Review | The story of Swire, British ‘hong’ in Hong Kong: a tale of empire, enterprise and family feuds
- Robert Bickers’ history of the global company built by John Swire is not your average corporate compendium
- The book, China Bound: John Swire & Sons and Its World, 1816-1980, offers tantalising vignettes of time and place
China Bound: John Swire & Sons and Its World, 1816-1980 by Robert Bickers, 5/5 stars
Swire is ubiquitous in Hong Kong and mainland China, where the conglomerate is involved in a wide range of businesses, from property and retail mall developments to hotels, Coca-Cola bottling, Taikoo Sugar, container terminals and Cathay Pacific.
Elsewhere in the world, it has business interests in several countries, from Scotland (biodiesel) to Papua New Guinea (ferry services).
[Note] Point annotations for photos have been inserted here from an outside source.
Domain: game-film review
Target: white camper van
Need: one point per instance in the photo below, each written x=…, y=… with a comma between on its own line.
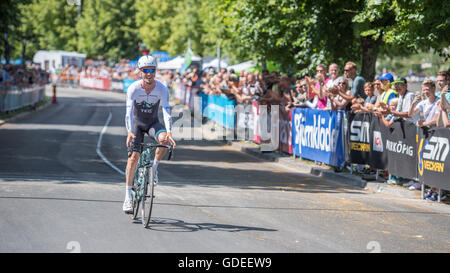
x=50, y=60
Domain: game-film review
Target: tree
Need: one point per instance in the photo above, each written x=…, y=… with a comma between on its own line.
x=108, y=28
x=53, y=23
x=296, y=35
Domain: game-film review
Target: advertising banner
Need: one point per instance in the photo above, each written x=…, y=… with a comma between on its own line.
x=256, y=125
x=367, y=140
x=221, y=110
x=285, y=131
x=95, y=83
x=317, y=135
x=126, y=84
x=116, y=85
x=433, y=157
x=378, y=156
x=244, y=122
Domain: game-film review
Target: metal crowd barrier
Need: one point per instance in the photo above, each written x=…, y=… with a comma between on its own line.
x=14, y=97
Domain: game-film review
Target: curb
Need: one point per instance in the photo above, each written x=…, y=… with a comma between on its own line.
x=311, y=169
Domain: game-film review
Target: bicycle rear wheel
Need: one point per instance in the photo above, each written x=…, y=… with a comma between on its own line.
x=147, y=198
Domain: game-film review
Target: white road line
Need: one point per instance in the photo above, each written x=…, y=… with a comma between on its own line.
x=99, y=144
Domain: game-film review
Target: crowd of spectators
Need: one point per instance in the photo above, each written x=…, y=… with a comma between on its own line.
x=386, y=97
x=22, y=75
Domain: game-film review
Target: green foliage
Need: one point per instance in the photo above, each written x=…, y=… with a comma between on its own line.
x=295, y=35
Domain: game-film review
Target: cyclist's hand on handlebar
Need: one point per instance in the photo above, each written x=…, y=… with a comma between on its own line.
x=170, y=139
x=130, y=137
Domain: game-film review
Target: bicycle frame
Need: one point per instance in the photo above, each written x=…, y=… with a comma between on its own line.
x=146, y=161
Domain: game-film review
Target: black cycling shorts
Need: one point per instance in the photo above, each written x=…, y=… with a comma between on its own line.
x=139, y=130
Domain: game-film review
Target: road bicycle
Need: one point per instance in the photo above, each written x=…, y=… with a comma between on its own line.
x=144, y=182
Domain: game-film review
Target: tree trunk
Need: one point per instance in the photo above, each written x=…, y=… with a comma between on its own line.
x=24, y=50
x=370, y=48
x=5, y=39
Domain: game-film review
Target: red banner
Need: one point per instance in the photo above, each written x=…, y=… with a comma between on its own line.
x=256, y=126
x=285, y=131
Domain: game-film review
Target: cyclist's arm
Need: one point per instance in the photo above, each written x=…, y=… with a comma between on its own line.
x=129, y=110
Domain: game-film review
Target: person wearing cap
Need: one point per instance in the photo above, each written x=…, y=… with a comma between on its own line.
x=405, y=99
x=389, y=93
x=142, y=104
x=357, y=82
x=443, y=79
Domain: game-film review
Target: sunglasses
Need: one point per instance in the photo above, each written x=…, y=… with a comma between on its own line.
x=148, y=70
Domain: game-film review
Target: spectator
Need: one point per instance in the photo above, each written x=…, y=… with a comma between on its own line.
x=405, y=100
x=443, y=79
x=333, y=71
x=427, y=108
x=299, y=94
x=370, y=101
x=357, y=85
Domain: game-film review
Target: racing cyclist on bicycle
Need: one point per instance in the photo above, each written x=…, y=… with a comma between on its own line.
x=143, y=99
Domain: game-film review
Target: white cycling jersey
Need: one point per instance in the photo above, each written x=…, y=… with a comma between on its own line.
x=142, y=108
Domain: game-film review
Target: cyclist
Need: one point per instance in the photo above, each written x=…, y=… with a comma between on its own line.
x=143, y=99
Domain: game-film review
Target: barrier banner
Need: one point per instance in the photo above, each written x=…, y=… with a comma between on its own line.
x=179, y=92
x=221, y=110
x=285, y=131
x=401, y=147
x=433, y=157
x=379, y=133
x=317, y=135
x=187, y=98
x=126, y=83
x=244, y=121
x=116, y=85
x=95, y=83
x=359, y=137
x=256, y=125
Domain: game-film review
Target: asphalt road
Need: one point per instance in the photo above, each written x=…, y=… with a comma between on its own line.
x=58, y=195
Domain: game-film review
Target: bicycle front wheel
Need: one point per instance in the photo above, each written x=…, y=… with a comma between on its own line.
x=147, y=199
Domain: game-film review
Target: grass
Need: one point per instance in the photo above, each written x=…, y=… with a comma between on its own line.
x=24, y=109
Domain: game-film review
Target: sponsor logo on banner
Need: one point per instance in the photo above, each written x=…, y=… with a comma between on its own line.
x=399, y=147
x=432, y=154
x=377, y=142
x=359, y=136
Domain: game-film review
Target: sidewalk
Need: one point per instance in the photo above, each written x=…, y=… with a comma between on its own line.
x=309, y=167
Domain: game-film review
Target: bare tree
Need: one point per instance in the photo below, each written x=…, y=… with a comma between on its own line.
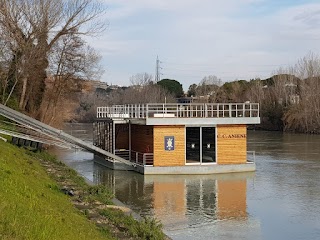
x=70, y=60
x=32, y=28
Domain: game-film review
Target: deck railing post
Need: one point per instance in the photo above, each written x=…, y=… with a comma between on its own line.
x=243, y=110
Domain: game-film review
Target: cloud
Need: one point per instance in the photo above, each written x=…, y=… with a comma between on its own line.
x=231, y=39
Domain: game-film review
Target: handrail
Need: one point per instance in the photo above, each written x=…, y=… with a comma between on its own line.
x=169, y=110
x=139, y=158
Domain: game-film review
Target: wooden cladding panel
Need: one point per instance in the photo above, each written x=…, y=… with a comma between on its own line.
x=142, y=138
x=232, y=199
x=231, y=144
x=122, y=136
x=175, y=157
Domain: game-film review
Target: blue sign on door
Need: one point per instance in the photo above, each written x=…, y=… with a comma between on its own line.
x=169, y=143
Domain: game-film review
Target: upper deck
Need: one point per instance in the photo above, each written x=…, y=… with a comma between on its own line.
x=183, y=114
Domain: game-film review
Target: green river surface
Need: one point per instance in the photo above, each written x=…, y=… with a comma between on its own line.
x=281, y=200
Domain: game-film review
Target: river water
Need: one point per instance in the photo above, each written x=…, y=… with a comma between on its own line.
x=281, y=200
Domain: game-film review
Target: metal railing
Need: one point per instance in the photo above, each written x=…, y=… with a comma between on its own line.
x=251, y=156
x=194, y=110
x=143, y=159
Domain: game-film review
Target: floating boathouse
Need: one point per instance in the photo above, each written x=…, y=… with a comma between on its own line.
x=177, y=138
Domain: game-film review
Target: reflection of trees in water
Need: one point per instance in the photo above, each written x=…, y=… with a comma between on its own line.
x=288, y=146
x=128, y=187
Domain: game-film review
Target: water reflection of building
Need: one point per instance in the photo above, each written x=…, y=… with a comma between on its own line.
x=181, y=200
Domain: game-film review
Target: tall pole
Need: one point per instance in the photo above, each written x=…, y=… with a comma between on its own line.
x=157, y=76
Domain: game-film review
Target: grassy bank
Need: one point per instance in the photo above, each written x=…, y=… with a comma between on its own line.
x=41, y=198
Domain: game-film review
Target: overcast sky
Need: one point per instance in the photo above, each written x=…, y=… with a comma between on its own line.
x=232, y=39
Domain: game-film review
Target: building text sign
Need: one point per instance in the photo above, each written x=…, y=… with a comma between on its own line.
x=169, y=143
x=232, y=135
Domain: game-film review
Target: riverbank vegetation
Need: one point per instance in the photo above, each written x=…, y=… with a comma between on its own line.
x=41, y=198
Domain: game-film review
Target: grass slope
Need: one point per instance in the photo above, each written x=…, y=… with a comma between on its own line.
x=32, y=205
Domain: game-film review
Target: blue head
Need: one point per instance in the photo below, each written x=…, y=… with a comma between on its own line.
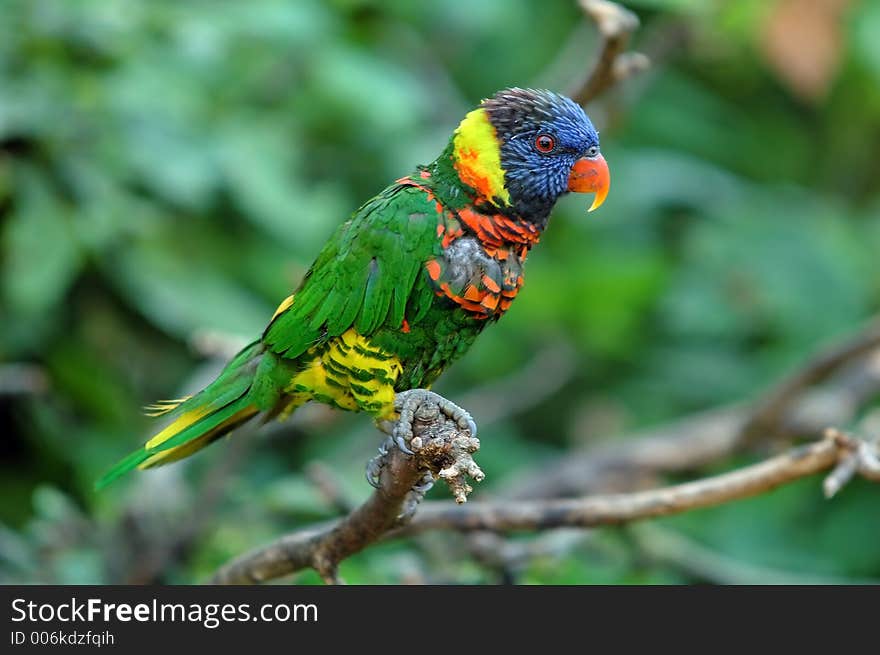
x=548, y=147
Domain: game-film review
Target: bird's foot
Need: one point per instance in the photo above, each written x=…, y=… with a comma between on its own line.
x=407, y=403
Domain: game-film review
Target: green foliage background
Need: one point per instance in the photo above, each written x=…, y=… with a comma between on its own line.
x=169, y=168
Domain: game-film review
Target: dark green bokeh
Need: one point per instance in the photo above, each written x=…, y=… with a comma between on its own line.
x=168, y=169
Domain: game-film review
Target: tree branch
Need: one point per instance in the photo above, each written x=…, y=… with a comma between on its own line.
x=323, y=547
x=837, y=449
x=769, y=413
x=613, y=64
x=445, y=451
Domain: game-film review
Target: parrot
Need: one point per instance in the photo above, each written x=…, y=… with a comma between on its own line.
x=405, y=285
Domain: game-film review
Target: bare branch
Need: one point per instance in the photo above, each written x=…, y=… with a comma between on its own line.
x=323, y=547
x=616, y=25
x=770, y=412
x=614, y=509
x=445, y=451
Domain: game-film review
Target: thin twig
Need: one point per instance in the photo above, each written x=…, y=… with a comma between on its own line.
x=770, y=412
x=616, y=25
x=614, y=509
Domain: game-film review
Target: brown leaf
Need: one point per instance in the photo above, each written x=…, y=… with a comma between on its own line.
x=802, y=42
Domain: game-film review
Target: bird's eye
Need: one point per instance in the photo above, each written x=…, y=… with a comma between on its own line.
x=544, y=143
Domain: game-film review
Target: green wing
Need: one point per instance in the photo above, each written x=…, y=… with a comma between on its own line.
x=366, y=276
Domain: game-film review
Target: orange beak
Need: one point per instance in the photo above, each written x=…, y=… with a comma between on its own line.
x=591, y=176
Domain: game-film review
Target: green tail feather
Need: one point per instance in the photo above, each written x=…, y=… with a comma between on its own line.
x=221, y=406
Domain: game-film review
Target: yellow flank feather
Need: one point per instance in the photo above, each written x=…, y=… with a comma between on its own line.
x=478, y=156
x=283, y=307
x=350, y=373
x=177, y=425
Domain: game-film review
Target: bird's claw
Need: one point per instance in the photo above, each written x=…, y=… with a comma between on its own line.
x=375, y=465
x=407, y=404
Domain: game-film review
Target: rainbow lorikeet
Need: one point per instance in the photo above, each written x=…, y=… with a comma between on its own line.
x=404, y=286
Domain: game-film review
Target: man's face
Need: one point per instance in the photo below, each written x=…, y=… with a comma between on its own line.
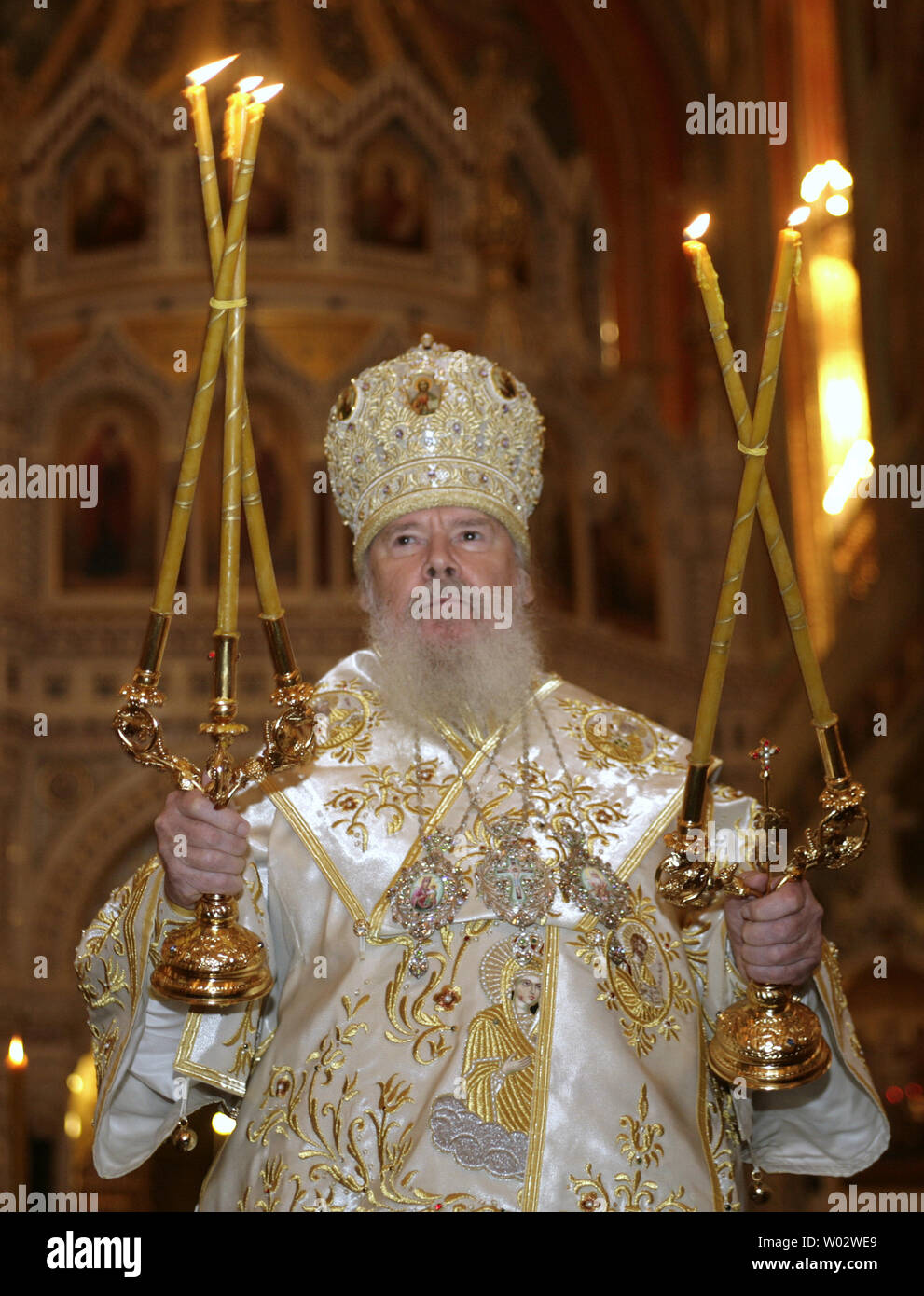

China Bound, a new book by prolific historian Robert Bickers, traces this global empire back to the Liverpool waterfront of 1816.
The rise of John Swire and his family business from humble Liverpool merchants to global corporation is one that encompasses the start of what we would now recognise as globalisation. It is also a story of empire, new technologies (from steamships to refrigeration; containerisation to freight aircraft) and not a little adventuring and luck.

Swire took advantage of wars, uprisings and revolutions to move into new markets. His firm often advanced on the coattails of the Union flag and profited from some of the unsavoury businesses of the 19th century. Bickers concludes that Swire businesses never sold opium, but that its ocean-going ships, as well as the paddle steamers of the Swire-owned China Navigation Company that plied the Yangtze, opening up its upper reaches to trade, certainly carried it.